Initially, she had embarked in the 1950s on research in Uganda, Zimbabwe and Tanzania. Afterwards, she taught at the University of London, obtaining her PhD (in 1995!) on ‘Singing with the Spirits’ and BaKonzo rituals in the Uganda-Congo border region.
However, Kirsten Alnaes’ warm hospitality at her London home to young researchers like me opened up much more: I also listened to her personal, critical yet soft-spoken reflections about her struggles as a female scholar in academic institutions. In her own words and with reference to the Hanover conference: “Concern and kindness without the underlying tensions and hidden (or open) competitions which so often mar a gathering of this sort, are crucial.”

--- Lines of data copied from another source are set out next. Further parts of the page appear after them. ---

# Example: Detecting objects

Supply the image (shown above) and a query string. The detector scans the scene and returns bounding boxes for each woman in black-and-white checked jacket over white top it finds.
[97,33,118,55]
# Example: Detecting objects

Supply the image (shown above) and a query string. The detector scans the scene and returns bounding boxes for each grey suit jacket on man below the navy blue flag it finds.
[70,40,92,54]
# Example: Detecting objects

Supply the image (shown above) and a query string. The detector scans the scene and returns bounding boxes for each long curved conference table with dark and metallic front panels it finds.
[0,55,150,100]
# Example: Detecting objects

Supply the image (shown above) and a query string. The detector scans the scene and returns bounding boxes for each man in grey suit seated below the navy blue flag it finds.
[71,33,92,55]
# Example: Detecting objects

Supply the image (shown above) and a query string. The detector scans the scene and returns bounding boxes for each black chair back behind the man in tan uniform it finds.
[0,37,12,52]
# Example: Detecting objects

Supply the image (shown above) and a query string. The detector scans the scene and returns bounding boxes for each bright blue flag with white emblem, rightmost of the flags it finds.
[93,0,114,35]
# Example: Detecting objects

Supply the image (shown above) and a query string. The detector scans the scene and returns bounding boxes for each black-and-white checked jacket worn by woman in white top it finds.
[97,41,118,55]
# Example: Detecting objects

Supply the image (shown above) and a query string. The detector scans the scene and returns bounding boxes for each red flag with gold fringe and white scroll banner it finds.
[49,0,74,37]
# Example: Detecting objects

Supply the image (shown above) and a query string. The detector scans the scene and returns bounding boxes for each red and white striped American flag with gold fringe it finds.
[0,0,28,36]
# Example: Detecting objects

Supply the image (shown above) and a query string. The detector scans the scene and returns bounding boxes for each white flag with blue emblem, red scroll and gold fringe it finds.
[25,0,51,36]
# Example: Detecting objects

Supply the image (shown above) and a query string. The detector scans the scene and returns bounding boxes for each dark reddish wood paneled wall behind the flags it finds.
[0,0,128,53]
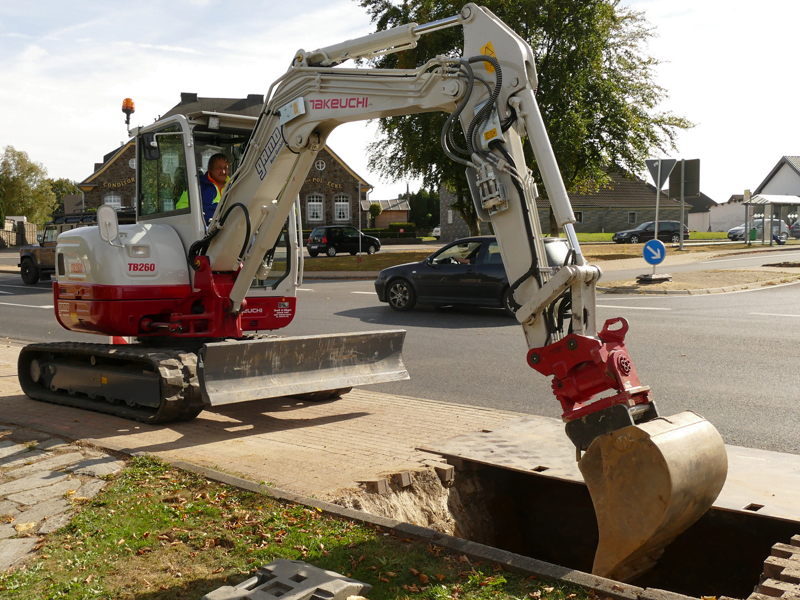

Indeed, the subject of Namibian studies has not only lost an inspirational scholar but a concerned, most kind and very generous colleague. It is with much appreciation that her and Peter’s son, Patji Alnaes-Katjavivi, has taken care of the substantial legacy entrusted to her by the Ovaherero women to whom she listened with a deep sense of compassion.
The Kirsten Alnaes collections are accessible at the archives of Senate House, University of London.
* Dag Henrichsen is attached to Basler Afrika Bibliographien and the Namibia Resource Centre and Southern Africa Library in Switzerland.